Any optimized way to make this function work faster?-CodePudding

def getDiff(rows, cols, df1, df2):
for item in zip(rows, cols):
    df1.iloc[item[0], item[1]] = '{} --> {}'.format(df1.iloc[item[0], item[1]],
                                                             df2.iloc[item[0], item[1]])
return df1

This function is identifying the differences in two dataframes. This is working fine however, if there are more differences or more records in dataframes this is taking long time.

I am here looking to find any faster way to achieve this?
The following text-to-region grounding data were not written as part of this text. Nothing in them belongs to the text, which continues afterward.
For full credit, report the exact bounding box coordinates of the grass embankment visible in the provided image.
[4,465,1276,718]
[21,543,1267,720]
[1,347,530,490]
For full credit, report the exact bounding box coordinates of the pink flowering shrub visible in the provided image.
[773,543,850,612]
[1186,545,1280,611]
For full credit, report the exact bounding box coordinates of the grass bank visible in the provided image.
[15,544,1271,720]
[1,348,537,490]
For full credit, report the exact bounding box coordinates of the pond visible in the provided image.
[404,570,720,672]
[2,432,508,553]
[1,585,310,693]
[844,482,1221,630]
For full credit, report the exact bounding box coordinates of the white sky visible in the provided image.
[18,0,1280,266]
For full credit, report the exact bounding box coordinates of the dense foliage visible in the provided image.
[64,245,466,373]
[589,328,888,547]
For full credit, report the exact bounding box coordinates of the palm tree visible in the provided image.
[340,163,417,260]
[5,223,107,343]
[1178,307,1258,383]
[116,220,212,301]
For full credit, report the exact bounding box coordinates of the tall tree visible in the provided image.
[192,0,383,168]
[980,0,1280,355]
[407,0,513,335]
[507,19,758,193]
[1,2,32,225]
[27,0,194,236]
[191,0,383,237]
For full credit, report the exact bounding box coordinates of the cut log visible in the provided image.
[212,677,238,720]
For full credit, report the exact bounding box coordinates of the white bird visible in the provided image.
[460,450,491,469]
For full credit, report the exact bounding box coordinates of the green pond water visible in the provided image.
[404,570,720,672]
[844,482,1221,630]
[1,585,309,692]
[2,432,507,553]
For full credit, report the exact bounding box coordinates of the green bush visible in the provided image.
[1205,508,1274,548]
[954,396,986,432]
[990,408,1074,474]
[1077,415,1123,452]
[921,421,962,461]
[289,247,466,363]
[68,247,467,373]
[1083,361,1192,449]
CodePudding user response：

The function would be bit easier to read with:

def getDiff(rows, cols, df1, df2):
    for r,c in zip(rows, cols):
        df1.iloc[r, c] = '{} --> {}'.format(df1.iloc[r, c], df2.iloc[r, c])
    return df1

or even:

def getDiff(rows, cols, df1, df2):
    for item in zip(rows, cols):
        df1.iloc[item] = '{} --> {}'.format(df1.iloc[item], df2.iloc[item])
    return df1

But none of this changes speed. You don't tell us much about the dataframes, but even if they start as numeric dtypes, by writing this string to df1, you have turned it into an object dtype array.

pandas has some string methods that may be applied to whole series, but I'm not familiar with those.